Estimating Regional Changes in Soil Carbon with High Spatial Resolution: Integrating Field Measurements, Inventory Data, and Remote Sensing Products
Tristram
O.
West, Oak Ridge National Laboratory, westto@ornl.gov
(Presenting)
Craig
C
Brandt, Oak Ridge National Laboratory, brandtcc@ornl.gov
Bradly
Wilson, University of Tennessee, driver8@utk.edu
Chad
Hellwinckel, University of Tennessee, chellwin@utk.edu
Marcella
Mueller, Oak Ridge National Laboratory, muellerma@ornl.gov
Donald
D.
Tyler, University of Tennessee, dtyler@utk.edu
Daniel
De La Torre Ugarte, University of Tennessee, danieltu@utk.edu
To improve estimates of regional carbon dynamics, it is important to better represent landscape heterogeneity and local land management.

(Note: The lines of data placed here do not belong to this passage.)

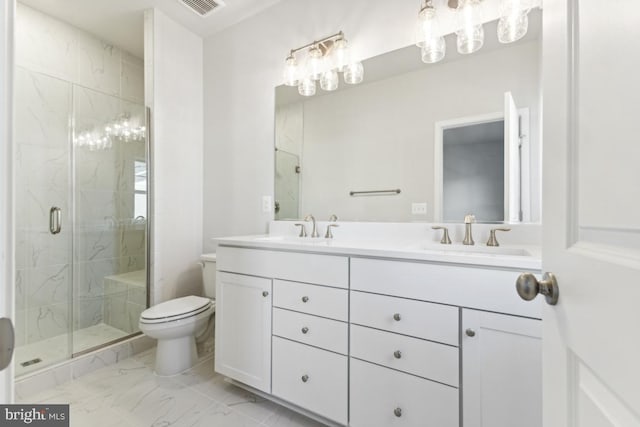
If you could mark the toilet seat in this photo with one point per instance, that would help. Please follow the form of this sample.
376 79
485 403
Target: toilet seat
176 309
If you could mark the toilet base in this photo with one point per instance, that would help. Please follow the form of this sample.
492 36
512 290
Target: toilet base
175 356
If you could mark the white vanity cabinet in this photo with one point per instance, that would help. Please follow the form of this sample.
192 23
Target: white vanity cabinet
371 342
306 326
243 329
311 347
501 370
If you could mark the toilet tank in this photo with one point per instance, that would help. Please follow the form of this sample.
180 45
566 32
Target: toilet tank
209 275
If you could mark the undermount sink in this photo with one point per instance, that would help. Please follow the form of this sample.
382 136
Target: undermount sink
479 249
289 239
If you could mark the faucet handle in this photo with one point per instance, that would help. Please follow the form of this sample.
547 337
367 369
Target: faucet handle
328 234
492 236
303 230
445 235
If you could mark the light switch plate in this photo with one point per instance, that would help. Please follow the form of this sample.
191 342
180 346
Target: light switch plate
266 204
419 208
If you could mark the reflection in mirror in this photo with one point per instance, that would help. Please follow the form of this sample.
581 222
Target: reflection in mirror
473 171
384 134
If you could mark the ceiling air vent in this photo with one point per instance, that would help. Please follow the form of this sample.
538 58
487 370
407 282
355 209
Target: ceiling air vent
202 7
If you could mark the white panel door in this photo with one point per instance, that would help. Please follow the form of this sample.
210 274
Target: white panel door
501 370
591 217
6 207
243 329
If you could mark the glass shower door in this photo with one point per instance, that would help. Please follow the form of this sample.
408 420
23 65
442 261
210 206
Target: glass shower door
110 290
43 107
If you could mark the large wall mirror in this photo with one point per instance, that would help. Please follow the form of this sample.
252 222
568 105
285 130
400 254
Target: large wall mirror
460 136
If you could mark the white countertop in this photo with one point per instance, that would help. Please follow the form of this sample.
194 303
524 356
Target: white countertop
517 257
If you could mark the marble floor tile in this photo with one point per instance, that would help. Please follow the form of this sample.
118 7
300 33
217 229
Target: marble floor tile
129 394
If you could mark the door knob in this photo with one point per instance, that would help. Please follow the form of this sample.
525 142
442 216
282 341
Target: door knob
528 287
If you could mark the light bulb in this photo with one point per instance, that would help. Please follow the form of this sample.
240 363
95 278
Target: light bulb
354 73
428 36
341 54
291 71
471 34
307 87
329 80
514 22
315 63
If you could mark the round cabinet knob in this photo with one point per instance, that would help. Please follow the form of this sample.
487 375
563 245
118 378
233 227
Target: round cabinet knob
528 287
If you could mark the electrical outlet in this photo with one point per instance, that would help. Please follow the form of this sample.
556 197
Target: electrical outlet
419 208
266 204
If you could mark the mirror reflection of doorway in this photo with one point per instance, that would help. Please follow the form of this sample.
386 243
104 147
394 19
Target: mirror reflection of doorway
473 172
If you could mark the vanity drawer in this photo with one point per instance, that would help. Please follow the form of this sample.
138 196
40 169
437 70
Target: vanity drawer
381 397
311 378
481 288
312 299
329 334
426 359
420 319
330 270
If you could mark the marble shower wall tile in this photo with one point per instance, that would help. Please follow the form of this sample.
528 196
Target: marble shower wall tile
49 46
45 44
61 72
98 65
42 111
47 321
49 285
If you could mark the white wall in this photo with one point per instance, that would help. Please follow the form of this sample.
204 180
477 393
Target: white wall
173 91
243 64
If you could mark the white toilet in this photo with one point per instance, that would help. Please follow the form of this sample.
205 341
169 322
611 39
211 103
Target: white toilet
177 323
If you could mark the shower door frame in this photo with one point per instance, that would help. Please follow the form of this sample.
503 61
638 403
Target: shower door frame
148 240
7 267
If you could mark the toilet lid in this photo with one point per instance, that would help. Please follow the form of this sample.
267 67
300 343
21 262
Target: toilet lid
176 309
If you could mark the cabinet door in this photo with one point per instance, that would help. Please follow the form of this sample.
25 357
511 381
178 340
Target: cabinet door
243 329
501 370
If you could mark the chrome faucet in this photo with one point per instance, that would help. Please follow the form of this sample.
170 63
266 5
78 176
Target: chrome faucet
314 232
446 240
492 236
328 234
468 238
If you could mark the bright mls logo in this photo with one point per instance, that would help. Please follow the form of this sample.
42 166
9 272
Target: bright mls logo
34 415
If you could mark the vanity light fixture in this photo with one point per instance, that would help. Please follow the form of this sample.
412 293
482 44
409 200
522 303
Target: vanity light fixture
471 33
324 59
428 37
122 129
514 22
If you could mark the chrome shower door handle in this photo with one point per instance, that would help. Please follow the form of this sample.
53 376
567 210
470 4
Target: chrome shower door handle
55 220
7 342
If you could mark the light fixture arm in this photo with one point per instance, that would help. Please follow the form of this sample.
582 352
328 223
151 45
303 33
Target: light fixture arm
322 42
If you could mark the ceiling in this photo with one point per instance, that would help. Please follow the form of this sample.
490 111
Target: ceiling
120 22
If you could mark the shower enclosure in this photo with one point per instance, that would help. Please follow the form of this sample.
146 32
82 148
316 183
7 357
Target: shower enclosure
81 156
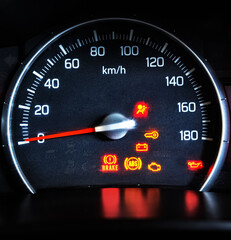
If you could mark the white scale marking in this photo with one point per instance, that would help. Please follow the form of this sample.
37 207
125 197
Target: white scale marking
30 90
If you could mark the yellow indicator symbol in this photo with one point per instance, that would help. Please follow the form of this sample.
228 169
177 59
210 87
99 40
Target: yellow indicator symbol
132 163
153 135
154 167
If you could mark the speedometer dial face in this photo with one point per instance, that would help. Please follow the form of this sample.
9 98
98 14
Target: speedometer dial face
115 102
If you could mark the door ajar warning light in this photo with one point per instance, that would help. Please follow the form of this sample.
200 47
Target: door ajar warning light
109 163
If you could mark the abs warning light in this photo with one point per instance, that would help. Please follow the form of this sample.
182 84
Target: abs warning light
109 163
133 163
195 165
141 147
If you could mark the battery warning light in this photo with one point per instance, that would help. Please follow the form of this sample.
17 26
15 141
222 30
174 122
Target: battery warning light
141 147
195 165
152 134
141 110
109 163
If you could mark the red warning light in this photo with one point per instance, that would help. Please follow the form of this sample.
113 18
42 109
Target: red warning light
154 167
195 165
152 134
133 163
141 110
141 147
109 163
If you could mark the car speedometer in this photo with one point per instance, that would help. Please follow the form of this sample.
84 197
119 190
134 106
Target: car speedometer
115 102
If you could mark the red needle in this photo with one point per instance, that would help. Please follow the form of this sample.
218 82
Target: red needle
128 124
63 134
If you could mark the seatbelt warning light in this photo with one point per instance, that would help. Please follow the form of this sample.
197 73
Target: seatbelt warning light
141 110
109 163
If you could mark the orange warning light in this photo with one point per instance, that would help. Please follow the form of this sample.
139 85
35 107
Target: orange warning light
141 110
109 163
154 167
142 147
153 135
194 164
132 163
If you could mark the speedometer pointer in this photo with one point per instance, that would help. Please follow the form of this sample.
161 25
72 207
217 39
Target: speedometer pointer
109 124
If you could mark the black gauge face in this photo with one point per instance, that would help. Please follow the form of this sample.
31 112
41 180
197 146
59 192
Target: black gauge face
115 102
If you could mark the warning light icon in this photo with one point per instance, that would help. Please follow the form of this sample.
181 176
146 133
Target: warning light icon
195 164
109 163
153 135
141 110
141 147
154 167
132 163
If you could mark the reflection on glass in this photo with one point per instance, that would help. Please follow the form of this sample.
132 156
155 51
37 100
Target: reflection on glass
130 202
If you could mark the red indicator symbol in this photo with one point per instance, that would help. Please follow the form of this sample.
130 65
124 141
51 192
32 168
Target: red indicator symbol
195 165
132 163
141 147
154 167
109 163
141 110
153 134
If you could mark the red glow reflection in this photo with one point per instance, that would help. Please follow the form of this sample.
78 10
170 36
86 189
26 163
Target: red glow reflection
110 202
130 202
191 202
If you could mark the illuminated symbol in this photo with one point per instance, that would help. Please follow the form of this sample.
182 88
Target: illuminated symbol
132 163
153 135
154 167
141 147
195 164
109 163
141 110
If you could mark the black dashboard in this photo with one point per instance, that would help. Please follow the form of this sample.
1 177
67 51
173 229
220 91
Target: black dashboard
50 197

We are currently developing a carbon accounting framework that can estimate carbon dynamics and net greenhouse gas emissions associated with changes in land management at a high spatial resolution. One component of this framework integrates field measurements, inventory data, and remote sensing products to monitor changes in soil carbon at a sub-county level (900m^2 resolution) caused by inter-annual changes in tillage and crop management. We applied this framework component to a mid-western region of the US that consists of 679 counties approximately centered around Iowa. We estimate the 1990 baseline soil carbon for this region to be 4,099,199,793 Mg to a 3m maximum depth. Soil carbon accumulation of 57,274,560 Mg is estimated to have occurred in this region between 1991-2000. Without accounting for soil carbon loss associated with changes to more intense tillage practices, our estimate increases to 66,338,751 Mg. This indicates that on-site permanence of soil carbon is approximately 86% with no additional economic incentives provided for soil carbon sequestration practices. This carbon accounting framework offers a method to integrate new inventory and remote sensing data on an annual basis, account for alternating annual trends in land management without the need for model equilibration, and provide a transparent means to monitor changes soil carbon. Our method of integration is capable of estimating regional or national changes in soil carbon while still representing heterogeneity at the sub-county level. Future research will include predictive changes in soil carbon based on socio-economic drivers, and a sensitivity analysis using high-resolution remote sensing products.